For those who share our fascination with the way the city of Bend works, here is another baffling example.
First, a brief quiz.
What do you find on Third Street in Bend?
If you guessed cars, that is one correct answer.
Why can’t the Les Schwab Tire Center on Franklin Avenue relocate to Third Street?
If you guessed cars again, you win a gold star.
You see, cars, at least in the eyes of Bend’s development code, are not part of the plan. Table 2.7.3220 in the Bend Development Code is about “Permitted Uses in the Bend Central District by Subdistrict.” Retail and “auto-dependent” or “auto-related” land uses are an outright no-no for new entities. They are not allowed — not even with a conditional use permit.
To put a tire store on the desired spot on Third Street in Bend near NE Burnside Avenue, Les Schwab would have to:
• Propose a text amendment to Bend’s development code — no small hassle
• Go before the Bend Planning Commission — get supported or not
• Get approval from the Bend City Council — not necessarily easy, nor guaranteed by a city that approved the development code in the first place
Even if cars and trucks are a scourge of humanity — as some believe — the public does use them.

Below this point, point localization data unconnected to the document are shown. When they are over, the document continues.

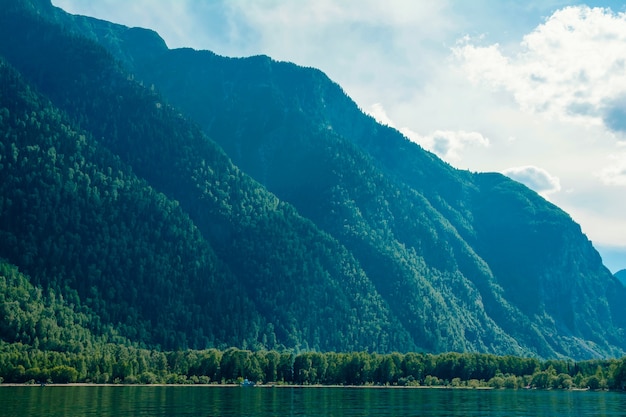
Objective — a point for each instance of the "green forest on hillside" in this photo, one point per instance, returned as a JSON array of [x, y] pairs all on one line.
[[119, 364], [159, 204]]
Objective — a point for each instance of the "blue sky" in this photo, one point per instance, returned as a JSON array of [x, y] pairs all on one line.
[[534, 89]]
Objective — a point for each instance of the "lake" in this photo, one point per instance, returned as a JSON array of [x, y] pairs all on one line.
[[203, 401]]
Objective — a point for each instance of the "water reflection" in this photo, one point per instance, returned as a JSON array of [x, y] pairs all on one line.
[[198, 401]]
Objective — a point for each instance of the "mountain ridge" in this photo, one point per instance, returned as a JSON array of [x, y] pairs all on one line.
[[419, 234]]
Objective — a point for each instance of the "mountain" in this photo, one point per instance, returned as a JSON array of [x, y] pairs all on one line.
[[191, 200]]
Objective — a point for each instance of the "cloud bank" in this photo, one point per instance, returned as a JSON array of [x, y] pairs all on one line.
[[535, 178], [572, 67]]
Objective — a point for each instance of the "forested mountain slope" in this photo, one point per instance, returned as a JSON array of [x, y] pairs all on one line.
[[352, 238]]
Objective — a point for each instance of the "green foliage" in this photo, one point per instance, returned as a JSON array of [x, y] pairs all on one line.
[[132, 226], [110, 363]]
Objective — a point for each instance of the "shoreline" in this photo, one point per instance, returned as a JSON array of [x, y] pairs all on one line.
[[266, 386]]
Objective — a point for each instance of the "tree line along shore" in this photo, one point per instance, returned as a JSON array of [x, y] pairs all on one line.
[[116, 364]]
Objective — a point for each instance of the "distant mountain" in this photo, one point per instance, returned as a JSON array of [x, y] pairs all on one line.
[[191, 200]]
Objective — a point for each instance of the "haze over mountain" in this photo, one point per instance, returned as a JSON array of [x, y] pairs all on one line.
[[178, 198]]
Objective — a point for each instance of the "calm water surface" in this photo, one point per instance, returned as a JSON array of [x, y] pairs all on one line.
[[199, 401]]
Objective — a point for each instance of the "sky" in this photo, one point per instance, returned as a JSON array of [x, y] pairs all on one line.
[[535, 89]]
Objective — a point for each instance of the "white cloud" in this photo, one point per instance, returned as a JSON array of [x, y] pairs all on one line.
[[535, 178], [615, 173], [447, 144], [572, 67]]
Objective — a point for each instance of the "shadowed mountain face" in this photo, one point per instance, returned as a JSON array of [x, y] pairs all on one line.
[[260, 207]]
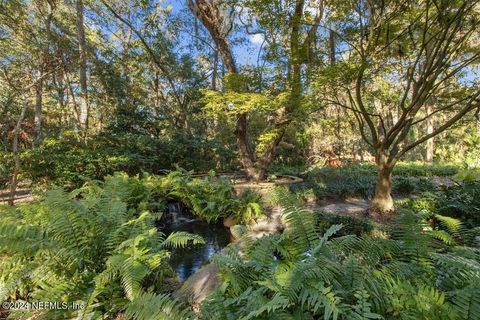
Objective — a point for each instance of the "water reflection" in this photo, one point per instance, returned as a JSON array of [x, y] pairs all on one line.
[[188, 260]]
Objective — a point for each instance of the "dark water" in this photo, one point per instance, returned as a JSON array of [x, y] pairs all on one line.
[[187, 261]]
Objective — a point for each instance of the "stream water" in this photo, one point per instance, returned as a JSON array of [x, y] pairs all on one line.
[[186, 261]]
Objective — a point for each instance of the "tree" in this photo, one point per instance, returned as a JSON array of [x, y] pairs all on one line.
[[82, 47], [400, 57], [286, 23]]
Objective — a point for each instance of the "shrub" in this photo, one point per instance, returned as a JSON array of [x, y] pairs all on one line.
[[351, 225], [461, 201], [95, 247]]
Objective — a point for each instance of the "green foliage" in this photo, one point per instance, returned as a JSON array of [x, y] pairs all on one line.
[[67, 162], [305, 274], [360, 180], [96, 246], [351, 225], [461, 201], [209, 197]]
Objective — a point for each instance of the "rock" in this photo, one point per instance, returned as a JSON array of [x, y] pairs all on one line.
[[230, 221], [196, 288]]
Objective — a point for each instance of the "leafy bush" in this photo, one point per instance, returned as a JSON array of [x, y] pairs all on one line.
[[96, 247], [67, 162], [351, 225], [360, 180], [209, 197], [304, 274]]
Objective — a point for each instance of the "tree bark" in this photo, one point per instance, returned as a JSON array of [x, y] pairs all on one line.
[[382, 200], [84, 109]]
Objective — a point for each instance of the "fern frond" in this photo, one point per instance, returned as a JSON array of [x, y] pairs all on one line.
[[149, 306]]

And they require tires. Buses also need tires. Ambulances need tires. Police cars need tires. Fire trucks need tires.
But on what is Business 97 through Bend, the city says there shall be no tire businesses? Would a tire store destroy the feel of Third Street? Might it wound Chevrolet of Bend, which would be across the street? Or does the city have a Stage 4 auto-related phobia?